# mbuna: unknown zebra(?) black with lots of thin blue stripes



## panopticon (Mar 11, 2007)

Last week I bought a small mbuna, obviously not fully grown, but about 2" from "Captain Nemo's" in Quakertown. It was called something like "black stripe zebra" (big help, right?). The fish has an elongatus-style body and is basically a smoky black all over (not a deep, metallic black) with many bright blue vertical stripes ...probably about 12-14 with no blue color appearing on the head. the fish has two little yellow egg spots. A nice-looking fish, but extremely aggressive, chasing everything else in my tank (even bigger fish) and acting like an auratus or something.
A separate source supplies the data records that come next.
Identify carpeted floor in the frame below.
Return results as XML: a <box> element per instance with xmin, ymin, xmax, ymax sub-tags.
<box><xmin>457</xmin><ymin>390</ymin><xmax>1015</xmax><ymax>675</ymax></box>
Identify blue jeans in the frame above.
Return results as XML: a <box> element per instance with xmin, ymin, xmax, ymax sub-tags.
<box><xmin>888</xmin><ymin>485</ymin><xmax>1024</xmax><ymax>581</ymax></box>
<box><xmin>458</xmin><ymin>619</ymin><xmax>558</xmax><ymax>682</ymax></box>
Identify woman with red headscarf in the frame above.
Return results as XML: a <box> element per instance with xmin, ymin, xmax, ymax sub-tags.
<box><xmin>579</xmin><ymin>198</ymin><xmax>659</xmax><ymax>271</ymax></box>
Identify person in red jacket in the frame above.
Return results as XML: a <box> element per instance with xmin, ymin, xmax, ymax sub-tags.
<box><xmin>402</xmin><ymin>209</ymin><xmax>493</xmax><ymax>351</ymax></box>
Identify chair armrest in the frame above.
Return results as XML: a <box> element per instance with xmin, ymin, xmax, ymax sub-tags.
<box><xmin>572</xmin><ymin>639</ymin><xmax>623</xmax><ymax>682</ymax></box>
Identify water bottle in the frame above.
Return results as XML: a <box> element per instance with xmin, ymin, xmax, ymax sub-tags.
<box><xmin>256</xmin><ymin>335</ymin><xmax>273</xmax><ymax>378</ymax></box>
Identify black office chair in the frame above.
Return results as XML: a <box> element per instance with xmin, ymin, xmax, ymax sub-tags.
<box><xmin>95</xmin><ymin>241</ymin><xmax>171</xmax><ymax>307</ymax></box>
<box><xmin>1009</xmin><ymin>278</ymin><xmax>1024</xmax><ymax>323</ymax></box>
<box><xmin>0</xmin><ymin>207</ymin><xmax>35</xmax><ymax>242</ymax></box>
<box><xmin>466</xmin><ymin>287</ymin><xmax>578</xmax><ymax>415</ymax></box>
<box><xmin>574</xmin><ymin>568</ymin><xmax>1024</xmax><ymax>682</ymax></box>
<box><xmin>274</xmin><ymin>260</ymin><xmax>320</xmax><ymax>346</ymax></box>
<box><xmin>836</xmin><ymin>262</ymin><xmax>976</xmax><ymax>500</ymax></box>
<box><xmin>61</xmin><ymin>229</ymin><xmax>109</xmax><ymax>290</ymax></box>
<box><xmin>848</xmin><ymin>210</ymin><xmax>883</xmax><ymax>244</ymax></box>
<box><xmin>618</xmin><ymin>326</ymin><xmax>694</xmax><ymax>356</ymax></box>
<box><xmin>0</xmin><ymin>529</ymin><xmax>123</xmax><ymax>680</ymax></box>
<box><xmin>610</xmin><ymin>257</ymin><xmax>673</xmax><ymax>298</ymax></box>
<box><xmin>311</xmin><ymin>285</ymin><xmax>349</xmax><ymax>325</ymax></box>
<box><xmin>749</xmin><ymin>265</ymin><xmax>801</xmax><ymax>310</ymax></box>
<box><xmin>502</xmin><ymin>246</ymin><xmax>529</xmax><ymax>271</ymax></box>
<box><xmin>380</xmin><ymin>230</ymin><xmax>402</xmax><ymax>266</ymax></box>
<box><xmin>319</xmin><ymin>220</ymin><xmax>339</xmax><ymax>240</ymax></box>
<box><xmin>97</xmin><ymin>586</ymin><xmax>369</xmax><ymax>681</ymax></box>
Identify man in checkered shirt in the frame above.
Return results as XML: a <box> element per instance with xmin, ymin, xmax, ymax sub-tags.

Sorry I have no picture ...I looked through the Profiles but I found nothing that looks like him. Any idea what he is? I've never seen anything like him.

Thanks for reading.


----------



## DarbX1605 (Apr 7, 2008)

Check out Pseudotropheus/Metriaclima Blue Dolphin Manda


----------



## chapman76 (Jun 30, 2004)

I don't think it's a Blue Dolphin Manda as they don't get that many bars.


----------



## Joea (May 25, 2004)

Trying to ID a zebra type with a photo is difficult enough. There's simply no way to know what type of fish it is without a picture and even then, the variant may never be known. It may also be a hybrid.


----------